Los escándalos más recientes en Estados Unidos, Irlanda y Chile, y las investigaciones en Alemania y España, han obligado, y sólo obligado, a la iglesia católica a realizar esta Cumbre para abordar un problema que no es nuevo y tampoco superficial, y que requiere cambios, pero no en la mentalidad de los seminaristas, sino en los fundamentos de la  iglesia. Porque la proclividad a la comisión de este delito no está en evaluar psicológicamente a los candidatos a sacerdotes, sino en su ejercicio del poder en las comunidades, y en el poder de todo el aparato eclesial para reprimir a los denunciantes o encubrir a sus miembros que han delinquido.

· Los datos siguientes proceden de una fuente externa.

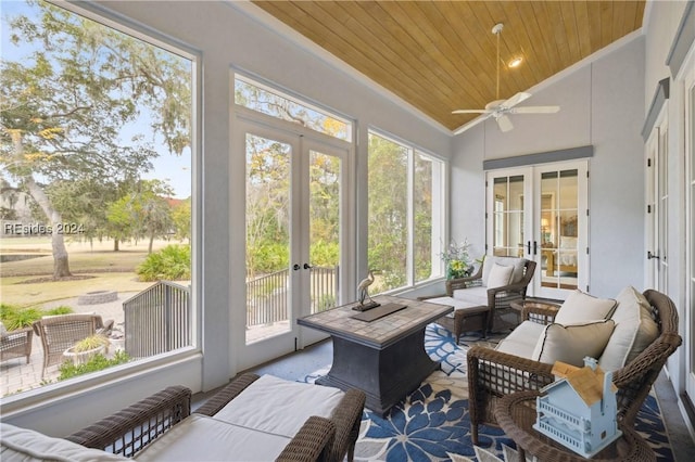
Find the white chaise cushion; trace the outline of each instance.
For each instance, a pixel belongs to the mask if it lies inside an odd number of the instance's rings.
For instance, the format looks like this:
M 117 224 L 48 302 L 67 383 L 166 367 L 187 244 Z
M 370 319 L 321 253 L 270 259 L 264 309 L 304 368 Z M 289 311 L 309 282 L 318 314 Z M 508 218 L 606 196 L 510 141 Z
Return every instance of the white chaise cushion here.
M 581 368 L 584 357 L 601 357 L 615 325 L 612 320 L 574 325 L 548 324 L 539 337 L 531 359 L 547 364 L 563 361 Z
M 652 318 L 652 307 L 644 295 L 627 286 L 616 299 L 618 307 L 610 318 L 616 322 L 616 330 L 598 359 L 604 371 L 622 368 L 659 336 L 659 326 Z
M 2 462 L 93 462 L 127 461 L 121 455 L 85 448 L 67 439 L 53 438 L 28 428 L 0 423 L 0 460 Z
M 502 287 L 504 285 L 509 285 L 511 281 L 511 272 L 514 271 L 513 266 L 503 266 L 500 264 L 494 264 L 492 266 L 492 270 L 490 270 L 490 274 L 488 275 L 488 288 Z
M 309 416 L 330 419 L 344 395 L 339 388 L 263 375 L 229 401 L 215 419 L 292 438 Z
M 555 316 L 558 324 L 578 324 L 607 319 L 616 308 L 612 298 L 598 298 L 582 291 L 573 291 Z M 583 363 L 582 363 L 583 364 Z
M 535 345 L 545 331 L 545 325 L 533 321 L 523 321 L 517 325 L 506 338 L 503 338 L 495 348 L 497 351 L 507 352 L 526 359 L 533 358 Z
M 511 271 L 511 284 L 517 283 L 523 279 L 523 269 L 526 268 L 526 258 L 518 257 L 496 257 L 494 255 L 485 256 L 482 264 L 482 285 L 488 286 L 488 280 L 490 272 L 494 265 L 502 265 L 504 267 L 513 267 Z
M 191 414 L 138 452 L 135 460 L 267 462 L 275 460 L 290 439 Z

La iglesia católica vive una crisis de autoridad moral, y el Papa Francisco evadió abordar el factor nodal que subyace a este problema: el incumplimiento del voto del celibato. Los casos denunciados de pederastia en todo el mundo, pero también de violaciones a monjas y de miles de sacerdotes amancebados es sólo la punta del iceberg que desvela que el celibato es más una promesa y un deseo que un ejercicio de sacrificio y amor.

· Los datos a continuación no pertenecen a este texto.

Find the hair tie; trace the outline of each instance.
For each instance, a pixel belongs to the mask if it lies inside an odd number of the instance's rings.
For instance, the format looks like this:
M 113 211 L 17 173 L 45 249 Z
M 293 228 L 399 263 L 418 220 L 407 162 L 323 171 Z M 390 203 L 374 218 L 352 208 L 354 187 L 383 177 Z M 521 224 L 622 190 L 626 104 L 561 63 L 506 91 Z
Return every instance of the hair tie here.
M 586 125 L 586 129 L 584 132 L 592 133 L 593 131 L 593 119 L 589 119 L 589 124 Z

La iglesia católica se resquebraja por ese flanco. Su descrédito crece y se expresa por una pérdida, mínima pero constante, de feligresía. Su doctrina no está ya respaldada por los hechos y, en un mundo en que debiera ser un consuelo ante la inseguridad y delincuencia que viven los países, su proceder es parte de ésta.

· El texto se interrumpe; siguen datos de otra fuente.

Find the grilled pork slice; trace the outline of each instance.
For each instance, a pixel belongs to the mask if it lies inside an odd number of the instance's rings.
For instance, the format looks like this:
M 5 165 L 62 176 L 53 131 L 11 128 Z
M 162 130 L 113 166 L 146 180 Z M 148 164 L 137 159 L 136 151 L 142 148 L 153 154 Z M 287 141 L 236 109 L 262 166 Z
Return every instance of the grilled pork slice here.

Por ello urge la reconversión profunda de la iglesia católica, y para empezar el Papa debiera validar y normalizar lo ya existente. El sacerdote debe convertirse en un líder moral en su comunidad y para ello debe ser parte de ella para conocerla y que la misma comunidad lo conozca a él desde una relación de igualdad, y no de intermediario entre Dios y los creyentes, porque eso lo sitúa en una relación de poder. ¿Con qué autoridad moral un sacerdote puede escuchar pecados de pareja si él no forma –aparentemente- una? ¿Cómo podría comprender las tribulaciones de los hijos si no tiene los propios? ¿Cómo aconsejar a esposos si no es uno de ellos en su comunidad? Se requiere de una nueva concepción del sacerdocio, más mundana, pero también más realista.

Como es una transformación profunda que requiere análisis y muchos concilios, la iglesia católica podría empezar por cancelar la movilidad de los sacerdotes, que sólo ha servido para evitar la persecución de las víctimas y comunidades ofendidas, y poner a disposición de la justicia a todos sus miembros acusados. Sería el gesto indispensable para mostrar que está con su feligresía y que no sólo se sirve de ella.

La iglesia católica debe impulsar desde su jerarquía los cambios necesarios para mantener la fe en sus creencias en un ámbito sin riesgos, antes que los cambios los realice la feligresía, incluida la de iglesia.